Fighting a basically conventional war with conventional military terminology and philosophy, if not precisely conventional military tactics, as the Bush administration has done for the last four years, can have no effect on this methodology. al-Qaeda terrorists are infinitely angry and infinitely patient; a person who will sacrifice his life based on his belief in eternal reward has all the time in the world. At first, perhaps, they weren't able to take the kind of power they needed; nevertheless our short memories worked to their advantage. And once they had made an indelible impact once, they were able, and as long as they remain this furious will be able, to yank our chains, simultaneously holding us in thrall and allowing us to believe we're living normal lives. Basically, in order to live after September 11 in the United States, our only option was to accept terrorism as part of our daily lives. As long as terrorist attacks are a possibility (and neither the Bush administration nor any other will ever conclusively prove that they are not, because that's impossible), in some ways the terrorism *has* already won. It's accomplished what it set out to do. The task Bush has set for us in order for us to win is impossible. It's possible, I suppose, that there could be no major terrorist incidents for, say, seven years and then when there was another attack, it could be called a new war rather than simply another battle, but it's pretty much semantics. Short of eradicating the world, we can't win.

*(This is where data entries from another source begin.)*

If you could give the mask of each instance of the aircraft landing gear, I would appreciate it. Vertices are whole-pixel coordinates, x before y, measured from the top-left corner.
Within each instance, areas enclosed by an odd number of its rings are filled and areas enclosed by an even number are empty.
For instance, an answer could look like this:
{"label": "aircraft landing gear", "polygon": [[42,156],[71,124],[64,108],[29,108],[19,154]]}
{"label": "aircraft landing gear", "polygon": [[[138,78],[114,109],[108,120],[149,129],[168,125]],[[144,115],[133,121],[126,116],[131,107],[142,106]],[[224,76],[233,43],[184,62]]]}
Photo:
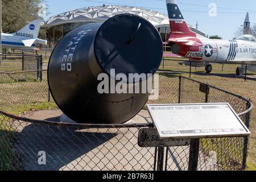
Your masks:
{"label": "aircraft landing gear", "polygon": [[237,76],[241,76],[243,74],[245,74],[245,69],[242,67],[238,67],[237,70],[236,71],[236,73],[237,73]]}
{"label": "aircraft landing gear", "polygon": [[207,73],[210,73],[212,71],[212,65],[211,64],[207,64],[205,66],[205,72]]}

(For more references on the unwinnable, please go
  • here
  • and read "U CAN'T WIN" by Octavio R.)

    Our only hope is to make people stop being angry at us. Which sounds inordinately simplistic and will have absolutely no short-term effect, but it's the only thing we can do that has any hope of changing anything ever. The basic tenet is the same as when individuals fight with individuals: we can't control what they're like. We have to accept what they are like, and control what we are like accordingly. People commiting terrorist acts are angry; their anger is justified and the actions they commit out of this anger are not. For purposes of conflict resolution that doesn't matter; our anger, too, is justified, but the actions and philosophies we espouse out of our anger will get us nowhere. We can show that we will defend ourselves, and we can mean it, but we also have to know and accept that no matter how ostensibly thorough our intelligence, terrorist acts, simply by their very nature, will slip through. We must therefore do everything we can to stop people from *wanting* to commit terrorist acts. Which, as I said, will not see results for quite a while. But once we acknowledge the realities of what terrorism is and does, it will lead us to know that exacerbating the anger of terrorists can be of no benefit to us.

    It'll happen again here, fairly soon. Not here where I am, but here in this country; New York or D.C. again, possibly Los Angeles. It'll happen in Germany and Italy, as al-Qaeda has publically warned, and though Germany and Italy will be better prepared to handle it when it comes than was New York four years ago (and yes, I am willing to say that Rudy Giuliani, whatever my deeply ambivalent feelings about him as a mayor and a politician in general, handled that catastrophe *extraordinarily* well, in addition to simply being superior to Bush about it in every way), they will not be able to prevent it from happening. We can't. If we foil one and congratulate ourselves on it, we'll congratulate ourselves for long enough that there will be another. If we attempt to continue watching at all times, our rallying cry becomes that of Harry Potter's Mad-Eye Moody--"CONSTANT VIGILANCE!" And that man was miserable for most of his life, and indeed was viciously attacked despite said vigilance and military skills. Vigilance, yes, but a constant state of anything threatens us. I'll quote Susan Sontag, writing immediately after September 11, 2001. She was derided then and would be now for the same reasons, but she spoke more solidly on this subject than anyone else I encountered (with the notable exception of poet Adam Zagajewski, but he wasn't writing about that particular event). "Who doubts that America is strong?" Sontag asked. "But that's not all America has to be."